Preventing the development of diabetes as the leading chronic disease of modern society is based on the inhibition of excessive activity of the enzymes α-amylase and α-glucosidase. In this regard, fresh elderberry extracts were examined as potential natural inhibitors of these enzymes. Investigated elderberry extracts exerted strong inhibitory power against α-amylase than α-glucosidase, where all the extraction techniques leaded to an approximately similar result. In the ability to inhibit α-amylase and α-glucosidase, there was no statistically significant difference between the 50% EtOH extracts of all three extraction techniques. In terms of correlation, the best correlation was observed between the content of rutin and α-glucosidase inhibition, so rutin probably had the strongest effect on this enzyme inhibition (Table S1, Supplementary Material). To achieve the general conclusion on antioxidant and enzyme inhibitor activities and possible classification of the samples, PCA was carried out using the datasets containing variables related to antioxidant and enzyme inhibitor activities (Figure 3). PCA revealed 50% EtOH MAC as the most potent overall antioxidant agent and pointed out 50% EtOH MAE as the most potent enzyme inhibitor factor. The first and the second principal components (Factor 1 and 2) explained 61.69 and 26.68% of the total variance, respectively. All antioxidant activities are positively correlated with Factor 2, while H₂O extracts appeared in a compact group in the right area of the plot, demonstrating moderate activity in all of the tests applied. This kind of separation implicates that the biological activity of extracts, due to possibilities of different compound extraction, could be linked with used solvent.

4. Conclusions

Modern and traditional extraction techniques were applied to obtain elderberry extracts and characterized by their polyphenolic profile, antioxidant potential, and enzyme-inhibitory activity. The highest content of dominant phenolic acids (chlorogenic acid and protocatechuic acid) was observed in water extract obtained by microwave-assisted extraction, while ursolic acid was the most abundant in ethanol extract obtain by same extraction process. The most common flavonoids (rutin and quercetin-3-O-hexoside) were identified in the greatest concentration in ethanol extract obtained by MAE extraction. The most potent antioxidant activity towards ABTS^•+ and DPPH^• radicals, reducing the power of ferric and cupric ions antioxidant activity were observed in EtOH MAE extract, which was explained by a high concentration of phenolic compounds in this sample. Ethanol extract obtained by modern UAE extraction showed the strongest influence towards inhibition of AChE and BChE enzymes.

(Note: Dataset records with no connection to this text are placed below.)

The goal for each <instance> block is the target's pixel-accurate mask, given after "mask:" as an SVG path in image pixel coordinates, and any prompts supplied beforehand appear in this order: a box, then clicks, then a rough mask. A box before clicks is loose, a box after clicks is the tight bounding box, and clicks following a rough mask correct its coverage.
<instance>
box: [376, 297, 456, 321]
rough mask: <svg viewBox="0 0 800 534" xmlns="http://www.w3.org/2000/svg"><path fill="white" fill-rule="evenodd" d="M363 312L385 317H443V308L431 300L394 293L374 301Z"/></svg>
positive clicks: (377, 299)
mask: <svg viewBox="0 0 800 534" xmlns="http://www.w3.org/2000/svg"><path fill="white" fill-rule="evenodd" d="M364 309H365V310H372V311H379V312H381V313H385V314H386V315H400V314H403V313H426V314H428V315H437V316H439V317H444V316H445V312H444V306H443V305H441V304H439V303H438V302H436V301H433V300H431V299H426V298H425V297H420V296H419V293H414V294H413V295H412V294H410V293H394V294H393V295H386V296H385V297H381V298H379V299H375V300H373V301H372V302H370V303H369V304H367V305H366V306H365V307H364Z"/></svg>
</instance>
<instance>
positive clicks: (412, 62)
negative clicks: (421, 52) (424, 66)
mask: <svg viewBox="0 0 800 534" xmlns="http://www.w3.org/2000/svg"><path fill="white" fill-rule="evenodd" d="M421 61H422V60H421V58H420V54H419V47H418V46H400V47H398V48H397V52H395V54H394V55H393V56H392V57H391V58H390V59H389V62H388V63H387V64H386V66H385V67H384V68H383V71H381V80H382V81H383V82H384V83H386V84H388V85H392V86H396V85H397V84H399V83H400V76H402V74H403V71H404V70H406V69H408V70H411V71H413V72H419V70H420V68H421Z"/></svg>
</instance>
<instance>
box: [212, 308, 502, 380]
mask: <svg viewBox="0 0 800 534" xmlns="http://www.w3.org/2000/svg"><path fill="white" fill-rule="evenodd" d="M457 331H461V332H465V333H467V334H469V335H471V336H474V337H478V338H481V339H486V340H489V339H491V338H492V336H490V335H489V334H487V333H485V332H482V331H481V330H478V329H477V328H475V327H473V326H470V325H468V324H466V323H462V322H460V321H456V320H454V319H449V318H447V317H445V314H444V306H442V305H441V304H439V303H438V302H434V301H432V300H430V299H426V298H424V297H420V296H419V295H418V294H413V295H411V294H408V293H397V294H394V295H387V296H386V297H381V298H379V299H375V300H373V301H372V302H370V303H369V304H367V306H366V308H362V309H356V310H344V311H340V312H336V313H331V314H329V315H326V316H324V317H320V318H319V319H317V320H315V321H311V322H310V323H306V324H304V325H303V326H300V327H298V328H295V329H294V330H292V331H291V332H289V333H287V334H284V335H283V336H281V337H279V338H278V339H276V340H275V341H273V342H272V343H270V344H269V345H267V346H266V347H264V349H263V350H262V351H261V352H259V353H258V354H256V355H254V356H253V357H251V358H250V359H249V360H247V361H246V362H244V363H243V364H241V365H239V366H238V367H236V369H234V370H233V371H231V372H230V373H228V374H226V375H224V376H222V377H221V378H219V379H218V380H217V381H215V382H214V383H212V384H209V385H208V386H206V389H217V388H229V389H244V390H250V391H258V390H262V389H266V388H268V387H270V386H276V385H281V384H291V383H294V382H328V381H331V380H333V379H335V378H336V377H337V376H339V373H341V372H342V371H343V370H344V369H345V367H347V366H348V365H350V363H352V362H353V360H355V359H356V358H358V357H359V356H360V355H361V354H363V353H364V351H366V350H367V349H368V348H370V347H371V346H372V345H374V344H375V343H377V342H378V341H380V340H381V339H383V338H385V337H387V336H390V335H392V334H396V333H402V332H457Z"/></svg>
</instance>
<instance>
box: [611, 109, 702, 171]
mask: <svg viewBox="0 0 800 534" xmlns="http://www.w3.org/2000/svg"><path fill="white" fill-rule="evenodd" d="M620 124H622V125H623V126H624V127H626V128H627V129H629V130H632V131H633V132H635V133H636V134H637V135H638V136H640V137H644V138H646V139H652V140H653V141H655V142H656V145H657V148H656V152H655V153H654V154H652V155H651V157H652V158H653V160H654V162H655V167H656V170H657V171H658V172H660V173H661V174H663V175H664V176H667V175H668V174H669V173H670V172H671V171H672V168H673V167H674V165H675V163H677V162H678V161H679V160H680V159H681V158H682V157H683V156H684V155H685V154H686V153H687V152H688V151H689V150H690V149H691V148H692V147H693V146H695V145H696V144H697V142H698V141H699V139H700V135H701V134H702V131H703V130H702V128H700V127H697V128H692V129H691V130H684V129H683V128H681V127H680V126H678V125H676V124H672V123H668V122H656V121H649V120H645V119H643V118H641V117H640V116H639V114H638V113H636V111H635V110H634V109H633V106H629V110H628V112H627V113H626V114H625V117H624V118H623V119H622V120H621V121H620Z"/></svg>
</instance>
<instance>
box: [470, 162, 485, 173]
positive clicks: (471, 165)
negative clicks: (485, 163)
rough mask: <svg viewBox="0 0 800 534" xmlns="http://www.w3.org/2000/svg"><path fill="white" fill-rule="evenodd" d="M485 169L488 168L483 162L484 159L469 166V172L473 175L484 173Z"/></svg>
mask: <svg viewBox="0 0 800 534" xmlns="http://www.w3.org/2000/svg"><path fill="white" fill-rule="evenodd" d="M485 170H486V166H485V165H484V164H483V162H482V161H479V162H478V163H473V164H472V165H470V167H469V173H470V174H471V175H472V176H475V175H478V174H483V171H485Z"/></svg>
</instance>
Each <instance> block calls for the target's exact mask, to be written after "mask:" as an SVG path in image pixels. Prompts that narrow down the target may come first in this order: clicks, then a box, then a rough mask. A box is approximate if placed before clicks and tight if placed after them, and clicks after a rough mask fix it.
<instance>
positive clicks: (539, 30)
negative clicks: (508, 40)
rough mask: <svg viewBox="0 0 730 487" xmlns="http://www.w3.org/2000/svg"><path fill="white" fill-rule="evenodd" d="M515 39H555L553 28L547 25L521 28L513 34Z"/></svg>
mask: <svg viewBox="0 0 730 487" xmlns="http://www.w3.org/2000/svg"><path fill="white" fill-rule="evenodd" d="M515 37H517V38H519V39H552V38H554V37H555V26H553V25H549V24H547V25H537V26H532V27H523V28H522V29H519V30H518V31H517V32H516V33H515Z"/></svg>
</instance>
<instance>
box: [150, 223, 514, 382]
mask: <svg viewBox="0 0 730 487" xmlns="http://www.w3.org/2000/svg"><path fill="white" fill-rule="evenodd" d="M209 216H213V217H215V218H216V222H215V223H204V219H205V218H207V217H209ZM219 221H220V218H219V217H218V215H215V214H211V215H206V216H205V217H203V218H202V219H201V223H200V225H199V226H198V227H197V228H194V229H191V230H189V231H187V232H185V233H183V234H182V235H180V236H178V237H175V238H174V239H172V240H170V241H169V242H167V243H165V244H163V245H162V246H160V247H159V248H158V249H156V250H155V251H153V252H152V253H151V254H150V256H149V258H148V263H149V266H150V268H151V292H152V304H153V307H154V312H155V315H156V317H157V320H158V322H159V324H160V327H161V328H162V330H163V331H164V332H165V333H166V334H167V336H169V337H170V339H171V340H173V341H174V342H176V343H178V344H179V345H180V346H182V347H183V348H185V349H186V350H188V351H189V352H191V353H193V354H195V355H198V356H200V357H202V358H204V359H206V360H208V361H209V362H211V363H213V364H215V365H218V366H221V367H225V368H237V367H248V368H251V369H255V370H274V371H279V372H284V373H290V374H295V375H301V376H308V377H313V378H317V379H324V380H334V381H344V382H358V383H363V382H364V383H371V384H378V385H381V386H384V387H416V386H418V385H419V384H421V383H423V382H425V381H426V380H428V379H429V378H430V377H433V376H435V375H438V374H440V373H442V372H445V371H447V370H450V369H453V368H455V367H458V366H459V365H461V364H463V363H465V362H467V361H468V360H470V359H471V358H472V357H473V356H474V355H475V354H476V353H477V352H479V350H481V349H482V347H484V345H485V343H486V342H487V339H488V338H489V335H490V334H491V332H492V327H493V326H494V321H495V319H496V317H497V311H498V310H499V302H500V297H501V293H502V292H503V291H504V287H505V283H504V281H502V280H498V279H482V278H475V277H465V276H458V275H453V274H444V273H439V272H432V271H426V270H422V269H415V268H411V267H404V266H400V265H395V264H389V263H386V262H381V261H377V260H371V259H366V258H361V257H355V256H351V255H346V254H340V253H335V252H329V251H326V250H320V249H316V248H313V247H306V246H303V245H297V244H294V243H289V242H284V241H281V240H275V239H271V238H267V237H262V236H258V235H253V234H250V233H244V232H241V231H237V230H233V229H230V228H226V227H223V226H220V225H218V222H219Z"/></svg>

On the other hand, ethanol MAE extract expressed the greatest inhibition of tyrosinase, α-amylase, and α-glucosidase. Generally, EtOH extracts achieved better bioactivity than water extracts. Hence, it could be concluded that MAE represents an excellent alternative for the traditional extraction process since certain samples exhibited advantages in terms of phenolic acids and flavonoids. MAE extraction technique could be particularly useful for the environmentally-friendly production of elderberry extracts rich in secondary metabolites. According to the present results, elderberry represents an excellent natural resource for the isolation of valuable bioactive compounds, and the application of new isolation techniques provides an additional advantage to their processing and properties.